On 18 Aug 2016, at 00:28, Keith
<keith(a)rhizomatica.org> wrote:
Good Morning Keith,
* List
libosmocore/libosmo-abis/../OpenBSC/osmo-bts git commit (+patches if it makes sense)
Unknown, as I didn't build it, but we could dispense with this, and I
can just compile from a know good/recent commit and go from there.
well, dpkg -l and changelogs should give you an idea what rhizomatica has deployed. But
without knowing which versions are in place, it is extremely difficult to look.
Same for the BTS and firmware version (opkg list_installed). E.g. it wouldn't make
sense to chase issues in old firmware releases.
> * Attach both BTS and NITB config
missing. Very crucial part of the puzzle. My assumptions right now:
* Do you use depends-on-bts to add dependency between BTS #1 and BTS #2 of the sysmoBTS
2050?
* PCAP file
(if it doesn't include personal data, otherwise try to pseudomize it or share out of
band).
I think specifically a capture of the point at which this kind of thing
starts to happen would be the interesting part, although I have to sit
around for a while to get it. Not sure how to filter then the resulting
pcap to just that part but I'll figure it out.
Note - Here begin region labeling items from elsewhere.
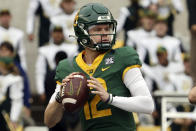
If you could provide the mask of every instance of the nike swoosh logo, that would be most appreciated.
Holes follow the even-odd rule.
[[[108,66],[108,67],[106,67],[106,68],[101,68],[101,71],[105,71],[105,70],[107,70],[107,69],[109,69],[110,68],[110,66]]]

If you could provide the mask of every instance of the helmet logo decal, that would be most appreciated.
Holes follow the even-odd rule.
[[[97,20],[110,20],[110,16],[99,16]]]

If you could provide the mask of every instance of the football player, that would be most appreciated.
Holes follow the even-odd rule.
[[[132,112],[152,113],[153,99],[140,72],[136,51],[131,47],[112,50],[116,25],[111,12],[101,4],[80,8],[74,30],[85,49],[57,67],[57,88],[44,114],[48,127],[60,121],[64,112],[60,88],[78,72],[86,74],[92,89],[80,113],[84,131],[135,131]]]

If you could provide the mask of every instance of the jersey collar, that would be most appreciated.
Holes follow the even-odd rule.
[[[82,51],[76,57],[76,63],[85,73],[87,73],[89,76],[93,76],[97,67],[100,65],[101,61],[103,60],[103,58],[104,58],[104,56],[106,55],[107,52],[97,56],[97,58],[95,58],[95,60],[93,61],[92,65],[88,65],[84,62],[84,60],[82,58],[84,53],[85,53],[85,51]]]

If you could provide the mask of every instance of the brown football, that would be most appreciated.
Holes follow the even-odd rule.
[[[84,73],[74,75],[66,86],[62,88],[61,94],[65,111],[75,112],[88,100],[89,88],[87,87],[87,78]]]

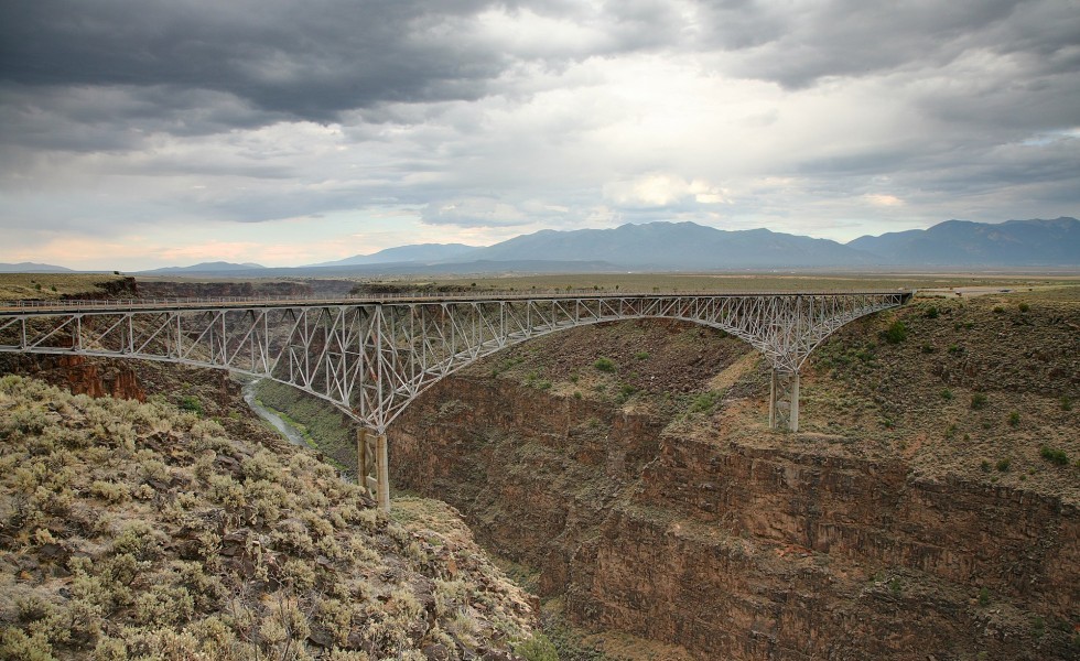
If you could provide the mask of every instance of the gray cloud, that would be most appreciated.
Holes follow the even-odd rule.
[[[0,226],[1074,214],[1078,34],[1074,0],[3,2]]]
[[[457,37],[485,4],[6,2],[0,62],[9,83],[206,89],[326,121],[380,101],[483,95],[505,61]]]

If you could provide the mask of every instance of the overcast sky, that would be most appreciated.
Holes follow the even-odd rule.
[[[1080,214],[1080,0],[3,0],[0,261]]]

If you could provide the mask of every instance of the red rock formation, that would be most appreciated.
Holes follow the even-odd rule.
[[[539,568],[541,594],[564,595],[572,620],[701,659],[1074,653],[1074,507],[920,480],[900,460],[662,426],[449,378],[391,430],[391,479],[446,500],[494,552]]]

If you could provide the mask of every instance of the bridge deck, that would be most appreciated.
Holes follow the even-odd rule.
[[[272,296],[219,296],[219,297],[156,297],[156,299],[73,299],[73,300],[20,300],[0,301],[0,315],[54,314],[78,312],[137,312],[144,310],[224,310],[224,308],[266,308],[266,307],[324,307],[328,305],[375,305],[375,304],[434,304],[434,303],[500,303],[504,301],[577,301],[577,300],[645,300],[645,299],[742,299],[799,296],[849,296],[849,295],[903,295],[905,301],[911,290],[852,290],[818,292],[597,292],[591,290],[550,292],[483,292],[447,293],[438,295],[379,294],[365,296],[335,297],[272,297]]]

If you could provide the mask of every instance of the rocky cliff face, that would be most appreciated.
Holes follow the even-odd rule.
[[[701,659],[1074,653],[1073,506],[666,423],[452,378],[396,423],[392,481],[540,570],[574,621]]]
[[[105,361],[85,356],[20,356],[0,357],[0,371],[33,375],[63,386],[75,394],[111,395],[117,399],[147,401],[147,391],[139,381],[134,365]]]

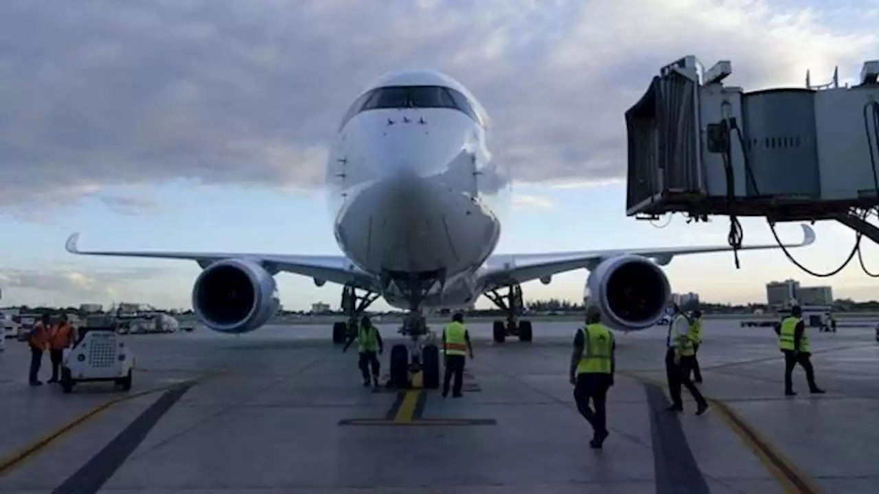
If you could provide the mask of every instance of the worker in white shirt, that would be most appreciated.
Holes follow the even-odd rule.
[[[693,340],[690,338],[690,321],[681,312],[678,304],[672,307],[672,322],[668,325],[668,336],[665,338],[665,375],[668,378],[668,390],[672,396],[671,411],[683,411],[684,402],[680,397],[680,386],[684,385],[696,400],[696,415],[701,415],[708,410],[708,404],[699,392],[699,389],[690,380],[693,368],[693,359],[695,354]]]

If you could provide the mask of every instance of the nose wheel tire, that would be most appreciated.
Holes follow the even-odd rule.
[[[491,330],[495,343],[504,343],[506,340],[506,325],[503,321],[495,321]]]
[[[343,322],[333,323],[332,324],[332,342],[335,345],[345,343],[345,332],[346,324]]]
a good point will be to filter for "bts=0, trx=0, ts=1, ss=0" in RSL packages.
<0004> abis_rsl.c:630 (bts=1,trx=0,ts=1,ss=0) is
back in operation.
<0004> abis_rsl.c:615 (bts=0,trx=0,ts=1,ss=0) DEACTivate SACCH CMD
<0004> abis_rsl.c:1102 (bts=0,trx=0,ts=1,ss=0): MEAS RES for inactive
channel
<0004> abis_rsl.c:1330 (bts=0,trx=0,ts=1,ss=0) SACCH deactivation timeout.
<0004> abis_rsl.c:661 (bts=0,trx=0,ts=1,ss=0) RF Channel Release CMD due
error 1
<0004> abis_rsl.c:1102 (bts=0,trx=0,ts=1,ss=0): MEAS RES for inactive
channel
<0004> abis_rsl.c:223 (bts=0,trx=0,ts=1,ss=0) Timeout during
deactivation! Marked as broken.
So SACCH didn't detect signal, error handling, channel release and then no answer. If
you enable timestamps in the printing we would see how much time has passed. But it must
be at least four seconds.
now, Just as soon as what I said in a previous mail
about not having
seen it, those rsl log entries are followed by
<0004> abis_rsl.c:717 (bts=0,trx=0,ts=1,ss=0) RF CHANNEL RELEASE ACK
<0004> abis_rsl.c:735 (bts=0,trx=0,ts=1,ss=0) CHAN REL ACK for broken
channel. Releasing it.
So here it "repaired it"
do_lchan_free()
...
} else {
rsl_lchan_set_state(lchan, LCHAN_S_NONE);
}
lchan_free(lchan);
However, this follows in the log and these remain
broken "forever"
<0004> abis_rsl.c:1198 (bts=0,trx=0,ts=1,ss=1) CHANNEL ACTIVATE ACK
<0004> abis_rsl.c:949 (bts=0,trx=0,ts=1,ss=1) CHAN ACT ACK for broken
channel.
We are missing the activation. But only non-broken channels should be allocated. So it
looks like the BTS(firmware) had enough? We can add the same "freeing" to the
channel_act_ack as well. But you should have a look if:
* Delay is added by network
* Delay is added by BTS being too busy
holger
PS: With TCP it is not possible for something that has been written into the socket to
arrive out-of-order. It might be that the BTS has not written into it (but that
doesn't seem to be the case either).